La confrontación socialista entre pueblo y gobierno está llamada a formar en las nuevas circunstancias el mecanismo esencial de regulación mutua. El nuevo pacto social tendrá además que ser robusto frente a una agresividad imperialista que marca la geopolítica de nuestro contexto, y tendrá el reto mayor de no solo no criminalizar, sino promover y asimilar el disenso social. El mercenarismo deberá entenderse estrictamente sobre la base de sueldo y retribución material que recoge la ley, y el calificativo no podrá ser usado con ligereza e impunidad por parte del gobierno. El disenso y la confrontación convertidos en arma de organización e identificación popular, generarán transparencia y legitimidad, impulsando el desarrollo económico nacional y enfrentando con absoluta limpieza al imperio que amenaza nuestra soberanía.
Asimilar la confrontación será nuestra nueva fortaleza, una mucho más humana, efectiva y revolucionaria que la unanimidad acrítica.
Es hora de entender que en nuestra conciencia colectiva descansa la responsabilidad individual de pensamiento y acción que necesitamos para construir un país donde nuestros hijos envejezcan con dignidad, en el sentido amplio que no sólo es soberanía, salud y educación. La proliferación de vías formales e informales de participación, activismo y rendición de cuentas debe ser un pilar de la república nueva, y debe así blindar el espíritu del nuevo pacto social. Uno donde la persecución de viejos anhelos incumplidos y el rescate de las conquistas laceradas por la crisis de los últimos años conecte armónicamente con las causas sociales de la modernidad. Donde el respeto y la garantía de las libertades individuales, muchas de ellas negadas, racionadas o desconocidas en las repúblicas precedentes, marque el paso de un progreso justo y sostenible.
Debemos preguntarnos cómo influir, cómo presionar, cómo participar con nuestra perspectiva individual en esta transformación que ya está ocurriendo; porque la alternativa es una transformación de arriba hacia abajo, fuera del alcance de un ciudadano desmovilizado, que es obediente por exceso de unidad y desinteresado por falta de protagonismo.

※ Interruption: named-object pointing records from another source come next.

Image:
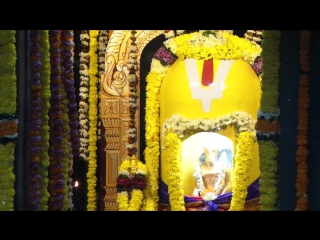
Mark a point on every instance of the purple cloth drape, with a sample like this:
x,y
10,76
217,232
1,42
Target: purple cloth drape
x,y
253,192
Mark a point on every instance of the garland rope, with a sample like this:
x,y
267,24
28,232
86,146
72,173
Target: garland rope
x,y
83,93
103,42
302,141
56,178
133,96
45,105
93,120
8,90
268,148
35,121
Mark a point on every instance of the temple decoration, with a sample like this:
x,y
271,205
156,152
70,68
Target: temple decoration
x,y
268,127
83,94
205,74
8,117
118,102
302,152
93,121
131,183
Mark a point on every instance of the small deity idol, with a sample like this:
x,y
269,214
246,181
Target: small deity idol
x,y
213,173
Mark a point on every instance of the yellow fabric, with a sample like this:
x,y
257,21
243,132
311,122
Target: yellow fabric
x,y
242,93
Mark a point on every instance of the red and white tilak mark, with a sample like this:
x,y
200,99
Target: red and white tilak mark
x,y
211,85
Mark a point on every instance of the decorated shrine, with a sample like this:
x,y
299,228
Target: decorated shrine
x,y
159,120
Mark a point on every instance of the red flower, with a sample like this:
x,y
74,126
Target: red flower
x,y
139,182
123,182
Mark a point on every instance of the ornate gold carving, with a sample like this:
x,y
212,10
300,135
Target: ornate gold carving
x,y
112,133
111,108
114,102
110,199
124,108
112,166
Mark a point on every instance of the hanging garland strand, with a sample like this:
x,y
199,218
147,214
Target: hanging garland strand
x,y
267,117
302,141
103,42
45,105
93,120
83,93
35,121
66,94
56,178
67,45
133,96
8,103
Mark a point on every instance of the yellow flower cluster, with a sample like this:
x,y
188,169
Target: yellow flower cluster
x,y
152,136
122,200
195,45
243,160
223,46
178,124
175,190
137,196
125,165
93,118
136,200
134,204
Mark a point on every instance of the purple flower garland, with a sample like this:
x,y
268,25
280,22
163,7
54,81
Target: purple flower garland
x,y
165,56
56,178
67,45
35,122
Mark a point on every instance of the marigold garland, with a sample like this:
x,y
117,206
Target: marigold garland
x,y
70,109
8,103
302,141
56,178
93,120
67,46
35,122
83,93
199,45
45,105
268,147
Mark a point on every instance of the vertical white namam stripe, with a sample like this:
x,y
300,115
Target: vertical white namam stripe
x,y
214,91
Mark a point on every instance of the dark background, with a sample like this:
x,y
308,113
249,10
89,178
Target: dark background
x,y
289,77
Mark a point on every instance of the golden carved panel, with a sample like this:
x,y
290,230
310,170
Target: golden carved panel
x,y
110,199
114,108
125,108
110,108
112,166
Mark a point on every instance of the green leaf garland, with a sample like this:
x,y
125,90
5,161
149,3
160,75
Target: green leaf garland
x,y
45,106
268,147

Debemos comprender que en este momento el peligro de la apatía, la intolerancia y la obediencia fanática no es simplemente el de retardar el desarrollo económico o la conquista de las libertades individuales, es también posiblemente el de un costoso retroceso de la justicia social cuyo rescate podría tomar generaciones.
De aquella primera vez en que la república no llegó a ser, cuenta Martí que Céspedes, quizá nuestro más sacrificado observador de los marcos de la legalidad constitucional, cuando se le acusaba a menudo de hacer todo lo posible contra muchas leyes de la Cámara respondía así: yo no estoy frente a la Cámara, yo estoy frente a la historia, frente a mi país y frente a mí mismo. No solo Céspedes, todos lo estamos.